A recent study 1 from the journal Science Advances analyzed protein turnover that occurs in articular cartilage from lower limb joints in humans. The results showed a potential for regeneration that could likely be exploited to improve joint repair.
What was the Context?
While regeneration exists in certain animal species, humans are believed not to have the ability to counter cumulative damage. In this context, the said type of damage is caused by repetitive joint use as well as certain injuries due to which cartilage breaks down and gives rise to osteoarthritis (OA). According to previous research, the turnover of insoluble collagen in human adult cartilage has been suggested to be quite limited. However, take note, humans do have the limited regenerative capacity. For example, during childhood, the regrowth of distal portions of amputated digits has been observed.
miRNA has been observed to play a significant role in regeneration; however, miRNA’s regenerative role is low in humans. The current study set out to explore the articular cartilage’s protein turnover (in the human lower limb joints).
The current study collected articular cartilage (as waste surgical specimens) from Duke University Hospital. The full-thickness cartilage was collected from the hip, knee, and ankle joints from patients that had end-stage OA who had undergone total arthroplasty surgery. Take note; the cartilage was from the perilesional regions of the hip, knee, and ankle joint’s load-bearing area.

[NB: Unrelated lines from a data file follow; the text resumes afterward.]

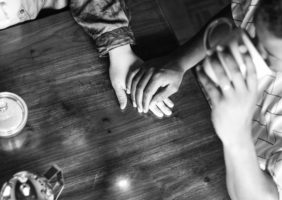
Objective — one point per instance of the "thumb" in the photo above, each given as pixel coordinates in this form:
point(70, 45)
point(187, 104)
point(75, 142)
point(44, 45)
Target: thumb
point(162, 95)
point(121, 96)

A total of 18 samples were collected. The samples included three types of joints (hip, knee, and ankle), two types of disease state (healthy as well as OA), and three biological replicates of each type with matched age range. The mean age of healthy non-OA patients was 58.8 years. Their age range was 30 to 82 years. Also, the mean age of the patients with OA was 59.8 years (with the range being 42 and 87 years).
The analysis was performed on a quadrupole Orbitrap benchtop mass spectrometer (Q Exactive) equipped with an EASY-nLC 1000 system. Furthermore, protein identification was performed using the Homo sapiens taxonomy) setting of the Swiss-Prot database with Proteome Discoverer 2.1.
Also, miRNA quantification was done by a real-time polymerase chain reaction. The Deamidation rate was analyzed using the Swiss-PdbViewer.
What were the Results?
The study demonstrated a position-dependent gradient (distal high, proximal low) of protein turnover in human lower limb cartilage. The findings of this study have helped reveal a dynamic anabolic effect in human limbs that showcase a potential (limited) natural regenerative capacity in human cartilage.
According to these results, increased expression of matrix proteins is seen in OA knee cartilage. Also, the higher prevalence of hip and knee OA (compared to ankle OA), might explain the lack of repair in proximal joints.
What was Concluded?
The results suggested the role of regenerative miRNA present in cartilage homeostasis, intrinsic repair capacity, and turnover. Also, the limited regenerative capacity in humans is proposed to be primarily controlled by location rather than the shape of the joint or loading. The use of in vivo protein deamidation molecular clocks helped find a distal-proximal gradient of protein turnover.
The current data also suggested that anabolic treatments may be required in addition to anticatabolic treatments, especially for human hip joints, to prevent or, at least, slow OA’s rate of progression.
The study concluded that more functional studies on the effects of these associated miRNAs would be required to further reveal their regulatory role in cartilage repair and to help prevent certain ailments (including Low Back Pain).
Interestingly, the study suggested that injection of key regenerative miRNA in a joint (either singly or in combination) might have the potential to improve endogenous repair and help resist the degeneration of joint tissues in all types of arthritis.